Right now I am being frustrated at every turn by not being able to do this or that because of these changes.  There is a major issue if you want to have any kind of light that stands on a piece of furniture.

For example, I have an oil lamp to go in the housekeeper's room, probably on a small desk.  This would be her only light, therefore my only way of lighting her room.  Right now I don't have a desk and am not certain where it will go in her room.  I may not find a suitable piece and the lamp could go in all sorts of places.  Wherever it ends up the wire will have to travel down through the furniture, across the floor and exit at the back of the room.  The back of this room is in effect a wall to wall cupboard which then blocks the access to the back wall of the building.  This means i have no way of taking wires out through the back wall after the cupboard goes in.  If i can't put the cupboard in I can't locate the inner walls as they need to be a tight fit against the cupboard (in situ).  So the whole ground floor is on hold until one oil lamp is sited! 
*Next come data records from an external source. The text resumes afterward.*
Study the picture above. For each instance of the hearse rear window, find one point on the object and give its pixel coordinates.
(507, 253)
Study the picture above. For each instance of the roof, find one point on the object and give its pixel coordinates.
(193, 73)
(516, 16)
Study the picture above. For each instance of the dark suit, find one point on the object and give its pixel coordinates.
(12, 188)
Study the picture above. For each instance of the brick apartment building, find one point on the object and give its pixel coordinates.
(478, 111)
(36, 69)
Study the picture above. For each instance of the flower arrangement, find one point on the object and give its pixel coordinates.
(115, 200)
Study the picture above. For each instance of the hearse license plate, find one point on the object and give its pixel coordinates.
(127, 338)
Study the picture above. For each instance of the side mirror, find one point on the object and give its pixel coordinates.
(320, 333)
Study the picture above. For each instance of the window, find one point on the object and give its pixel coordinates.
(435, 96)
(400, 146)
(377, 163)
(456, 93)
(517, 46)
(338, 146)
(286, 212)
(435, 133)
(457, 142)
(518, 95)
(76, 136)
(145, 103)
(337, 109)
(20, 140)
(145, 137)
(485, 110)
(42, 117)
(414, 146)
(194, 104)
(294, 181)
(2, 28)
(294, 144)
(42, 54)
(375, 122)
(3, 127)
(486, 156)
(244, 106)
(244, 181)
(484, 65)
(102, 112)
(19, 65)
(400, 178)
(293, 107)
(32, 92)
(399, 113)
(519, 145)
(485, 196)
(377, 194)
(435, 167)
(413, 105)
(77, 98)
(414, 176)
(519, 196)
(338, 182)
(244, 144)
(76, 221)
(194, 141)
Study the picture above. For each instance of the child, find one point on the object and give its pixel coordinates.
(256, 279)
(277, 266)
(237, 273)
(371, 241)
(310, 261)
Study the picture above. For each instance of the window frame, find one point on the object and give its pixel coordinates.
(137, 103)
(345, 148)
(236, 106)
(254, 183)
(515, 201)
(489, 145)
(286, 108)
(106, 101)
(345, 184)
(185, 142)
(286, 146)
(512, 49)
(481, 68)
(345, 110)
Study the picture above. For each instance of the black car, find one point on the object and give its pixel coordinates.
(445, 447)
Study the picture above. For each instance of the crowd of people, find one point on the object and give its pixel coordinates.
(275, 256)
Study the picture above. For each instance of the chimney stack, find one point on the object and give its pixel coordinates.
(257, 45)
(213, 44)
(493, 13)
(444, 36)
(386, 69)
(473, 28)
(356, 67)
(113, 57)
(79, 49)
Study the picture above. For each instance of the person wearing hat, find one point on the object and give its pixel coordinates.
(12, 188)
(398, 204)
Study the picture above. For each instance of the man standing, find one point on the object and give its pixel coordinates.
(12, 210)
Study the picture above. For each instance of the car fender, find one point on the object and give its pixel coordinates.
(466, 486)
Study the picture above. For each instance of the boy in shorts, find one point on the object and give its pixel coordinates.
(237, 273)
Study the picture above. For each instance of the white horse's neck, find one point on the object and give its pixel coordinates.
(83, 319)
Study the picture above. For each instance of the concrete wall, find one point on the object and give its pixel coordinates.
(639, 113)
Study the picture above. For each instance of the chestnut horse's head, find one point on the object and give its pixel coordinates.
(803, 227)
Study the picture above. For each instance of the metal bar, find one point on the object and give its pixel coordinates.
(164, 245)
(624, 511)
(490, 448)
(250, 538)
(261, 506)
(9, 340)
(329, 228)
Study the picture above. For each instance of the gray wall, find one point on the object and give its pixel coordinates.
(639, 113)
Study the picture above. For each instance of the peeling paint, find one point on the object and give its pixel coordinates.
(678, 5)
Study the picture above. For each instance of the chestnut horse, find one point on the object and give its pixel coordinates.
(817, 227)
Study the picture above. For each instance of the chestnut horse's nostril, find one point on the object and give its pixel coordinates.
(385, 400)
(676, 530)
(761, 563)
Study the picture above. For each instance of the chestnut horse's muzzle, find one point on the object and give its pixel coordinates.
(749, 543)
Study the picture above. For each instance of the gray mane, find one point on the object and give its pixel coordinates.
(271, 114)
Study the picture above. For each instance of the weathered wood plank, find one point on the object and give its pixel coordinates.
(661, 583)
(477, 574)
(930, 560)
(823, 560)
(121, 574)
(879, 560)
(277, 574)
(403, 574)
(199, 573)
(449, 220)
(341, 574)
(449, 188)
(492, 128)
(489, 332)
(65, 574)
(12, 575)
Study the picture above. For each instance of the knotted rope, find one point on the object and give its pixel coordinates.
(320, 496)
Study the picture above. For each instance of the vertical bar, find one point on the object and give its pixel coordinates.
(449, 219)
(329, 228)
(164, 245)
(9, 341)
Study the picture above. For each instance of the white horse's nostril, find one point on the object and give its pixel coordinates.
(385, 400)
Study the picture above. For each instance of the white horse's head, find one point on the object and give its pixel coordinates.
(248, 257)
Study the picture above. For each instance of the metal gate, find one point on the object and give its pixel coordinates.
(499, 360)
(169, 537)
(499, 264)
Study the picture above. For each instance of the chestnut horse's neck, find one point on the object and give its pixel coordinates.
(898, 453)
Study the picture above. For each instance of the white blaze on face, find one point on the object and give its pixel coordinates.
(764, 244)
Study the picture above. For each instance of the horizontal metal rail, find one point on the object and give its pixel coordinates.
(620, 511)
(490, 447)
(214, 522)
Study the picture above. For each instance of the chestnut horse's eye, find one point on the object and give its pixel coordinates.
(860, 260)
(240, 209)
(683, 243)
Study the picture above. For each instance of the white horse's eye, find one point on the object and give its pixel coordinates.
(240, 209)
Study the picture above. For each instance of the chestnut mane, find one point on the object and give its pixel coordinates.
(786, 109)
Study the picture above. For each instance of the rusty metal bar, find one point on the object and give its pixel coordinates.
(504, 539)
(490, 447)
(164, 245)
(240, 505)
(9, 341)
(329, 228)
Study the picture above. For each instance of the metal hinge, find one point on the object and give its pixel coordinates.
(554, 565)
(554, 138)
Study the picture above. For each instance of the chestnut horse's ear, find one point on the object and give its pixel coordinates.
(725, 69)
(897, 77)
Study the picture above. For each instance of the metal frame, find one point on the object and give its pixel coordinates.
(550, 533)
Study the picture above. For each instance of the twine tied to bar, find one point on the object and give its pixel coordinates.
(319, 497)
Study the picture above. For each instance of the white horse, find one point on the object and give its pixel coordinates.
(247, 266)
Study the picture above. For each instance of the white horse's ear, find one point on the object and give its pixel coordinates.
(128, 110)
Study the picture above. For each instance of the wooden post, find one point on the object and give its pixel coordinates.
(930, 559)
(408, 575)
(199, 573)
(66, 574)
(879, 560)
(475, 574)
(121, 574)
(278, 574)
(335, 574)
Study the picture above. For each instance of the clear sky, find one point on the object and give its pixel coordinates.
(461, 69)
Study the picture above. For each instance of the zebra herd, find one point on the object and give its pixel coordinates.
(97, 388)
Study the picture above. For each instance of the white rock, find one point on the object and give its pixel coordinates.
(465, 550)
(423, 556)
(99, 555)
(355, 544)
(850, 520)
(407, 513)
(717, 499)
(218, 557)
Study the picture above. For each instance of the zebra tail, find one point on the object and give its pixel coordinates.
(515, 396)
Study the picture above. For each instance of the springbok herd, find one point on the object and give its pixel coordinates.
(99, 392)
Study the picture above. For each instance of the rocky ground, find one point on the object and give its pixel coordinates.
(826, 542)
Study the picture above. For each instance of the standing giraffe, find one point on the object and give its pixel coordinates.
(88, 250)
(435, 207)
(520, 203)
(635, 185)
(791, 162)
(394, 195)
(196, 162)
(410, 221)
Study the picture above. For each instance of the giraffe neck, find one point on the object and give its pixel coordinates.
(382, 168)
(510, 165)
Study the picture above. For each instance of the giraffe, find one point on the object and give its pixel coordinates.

I am sure people do work this way and well done them, but not for me.  I have eleven rooms to go at and can't bear the thought of every one of them being stymied whilst waiting for a particular light or a stick of furniture to 'turn up' first.  I very much want the bones of the house finished and then I can settle to installing lights and fires, decorating, flooring and then furnishing and dressing the rooms.

I hope I have struck on a solution: in this build I will add exterior chimney breasts and all the various wires that can't get to the back because of added walls will have to exit via the chimneys.  I think I am going to need exterior chimneys any way to accommodate the fires. 

In a terrace the rooms on one side of the house had internal chimney breasts and the rooms on the other side had external with the fires flat on the wall.  The chimney stacks were shared between the houses so that's how they worked.  This works for my house just fine because I don't want chimney breasts in my right hand rooms as they are already small.  This means the fires need to be shoved 'outside'.  That should be fun!